I'm reading an interesting paper, Malachi et al., Cell Systems 2015, that talks about Variant Allele Frequency (VAF). Could someone please help me understand how they calculated this value? I couldn't find it in the methods.
edit
For example, let's say I have a bunch of VCF files that I would like to find VAF for. How would I go about doing that? Here's an example of a VCF file:
##fileformat=VCFv4.1
##INFO=<ID=DP,Number=1,Type=Integer,Description="Total Depth">
##INFO=<ID=AB,Number=1,Type=Float,Description="Allele Balance of Alt Allele">
##INFO=<ID=RD,Number=1,Type=Integer,Description="Depth of Ref allele">
##INFO=<ID=AD,Number=1,Type=Integer,Description="Depth of Alt allele">
##INFO=<ID=SAP,Number=1,Type=Float,Description="Strand Bias Probability of the Alt Allele">
##INFO=<ID=RAP,Number=1,Type=Float,Description="Strand Bias Probability of the Ref Allele">
##INFO=<ID=DP4,Number=4,Type=Float,Description="Fwd Strand Ref Counter, Rev Strand Ref Counter, Fwd Strand Alt Counter, Rev Strand Alt Counter">
##FORMAT=<ID=GT,Number=1,Type=String,Description="Genotype">
##FORMAT=<ID=GQ,Number=1,Type=Integer,Description="Genotype Quality">
##FORMAT=<ID=DP,Number=1,Type=Integer,Description="Read Depth">
#CHROM POS ID REF ALT QUAL FILTER INFO FORMAT genotype
chr1 808922 . G A 249 PASS DP=49;AB=1.0000;RD=0;AD=49;SAP=0.5510;RAP=0;DP4=0,0,27,22 GT:GQ:DP 1/1:145:49
chr1 808928 . C T 249 PASS DP=51;AB=1.0000;RD=0;AD=51;SAP=0.5294;RAP=0;DP4=0,0,27,24 GT:GQ:DP 1/1:145:51
chr1 876499 . A G 217 PASS DP=49;AB=1.0000;RD=0;AD=49;SAP=0.6939;RAP=0;DP4=0,0,34,15 GT:GQ:DP 1/1:126:49
Thanks for the reply. Would you be able to provide an example pipeline for finding VAF from a VCF file? (please see edit)

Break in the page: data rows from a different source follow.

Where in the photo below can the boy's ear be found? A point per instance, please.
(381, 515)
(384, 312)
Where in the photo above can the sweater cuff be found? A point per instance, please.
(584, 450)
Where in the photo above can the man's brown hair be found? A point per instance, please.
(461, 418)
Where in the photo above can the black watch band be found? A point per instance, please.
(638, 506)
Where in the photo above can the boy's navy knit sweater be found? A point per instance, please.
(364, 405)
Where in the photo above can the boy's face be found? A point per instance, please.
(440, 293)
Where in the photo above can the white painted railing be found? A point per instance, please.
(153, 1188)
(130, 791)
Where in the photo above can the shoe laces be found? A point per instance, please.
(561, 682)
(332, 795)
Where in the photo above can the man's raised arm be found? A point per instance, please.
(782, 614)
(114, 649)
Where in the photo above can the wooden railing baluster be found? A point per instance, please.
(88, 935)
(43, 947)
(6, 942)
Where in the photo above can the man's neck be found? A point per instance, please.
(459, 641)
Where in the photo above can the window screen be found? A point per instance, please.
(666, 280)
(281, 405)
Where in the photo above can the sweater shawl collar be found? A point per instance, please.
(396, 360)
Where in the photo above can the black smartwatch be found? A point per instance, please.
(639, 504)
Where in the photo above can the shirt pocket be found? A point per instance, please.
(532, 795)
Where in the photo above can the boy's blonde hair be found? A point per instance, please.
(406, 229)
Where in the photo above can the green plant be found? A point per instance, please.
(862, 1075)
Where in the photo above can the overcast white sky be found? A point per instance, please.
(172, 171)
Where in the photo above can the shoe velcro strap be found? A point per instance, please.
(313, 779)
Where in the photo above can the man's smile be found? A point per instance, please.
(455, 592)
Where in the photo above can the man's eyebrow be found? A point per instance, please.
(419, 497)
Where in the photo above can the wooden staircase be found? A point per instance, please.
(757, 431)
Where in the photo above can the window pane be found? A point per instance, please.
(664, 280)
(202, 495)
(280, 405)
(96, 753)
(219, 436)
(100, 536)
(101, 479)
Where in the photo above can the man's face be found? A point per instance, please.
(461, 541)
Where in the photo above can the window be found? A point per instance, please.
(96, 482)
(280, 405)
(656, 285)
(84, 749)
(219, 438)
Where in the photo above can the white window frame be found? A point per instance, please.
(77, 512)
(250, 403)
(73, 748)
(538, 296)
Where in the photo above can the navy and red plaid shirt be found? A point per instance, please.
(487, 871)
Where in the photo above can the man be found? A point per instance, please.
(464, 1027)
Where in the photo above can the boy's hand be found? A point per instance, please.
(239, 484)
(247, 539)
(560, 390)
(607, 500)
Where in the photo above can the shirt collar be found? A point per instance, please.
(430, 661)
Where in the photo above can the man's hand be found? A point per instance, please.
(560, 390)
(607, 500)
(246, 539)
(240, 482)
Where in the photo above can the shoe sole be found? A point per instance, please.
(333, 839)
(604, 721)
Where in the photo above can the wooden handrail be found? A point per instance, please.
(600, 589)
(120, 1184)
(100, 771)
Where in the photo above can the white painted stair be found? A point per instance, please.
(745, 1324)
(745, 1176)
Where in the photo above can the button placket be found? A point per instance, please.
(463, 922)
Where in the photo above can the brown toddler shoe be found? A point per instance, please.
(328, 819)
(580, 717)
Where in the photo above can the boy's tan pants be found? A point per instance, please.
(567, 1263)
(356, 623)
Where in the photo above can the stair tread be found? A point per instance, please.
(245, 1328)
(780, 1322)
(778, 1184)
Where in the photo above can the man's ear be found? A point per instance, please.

The referenced scripts parses allele counts from an mpileup format file. From the VCF snippet you attached, in the header you can see:
The variant allele frequency (assuming that the germline is homozygous reference) is
VAF = AD / DP = Depth of Alt Allele / Total Depth
Thank you! Very helpful indeed.
But what do you mean by "assuming the germline is homozygous reference"?
By that I mean that in the germline (normal cell), the individual has two copies of the reference allele. By mentioning this, I am trying to exclude cases where the germline is heterozygous, and one the reference allele is lost by somatic copy number events (LOH).
baseParser.py seems not working these days. are you still maintaining it?
It works - just needs running in python2. and Thanks Noushin, very useful!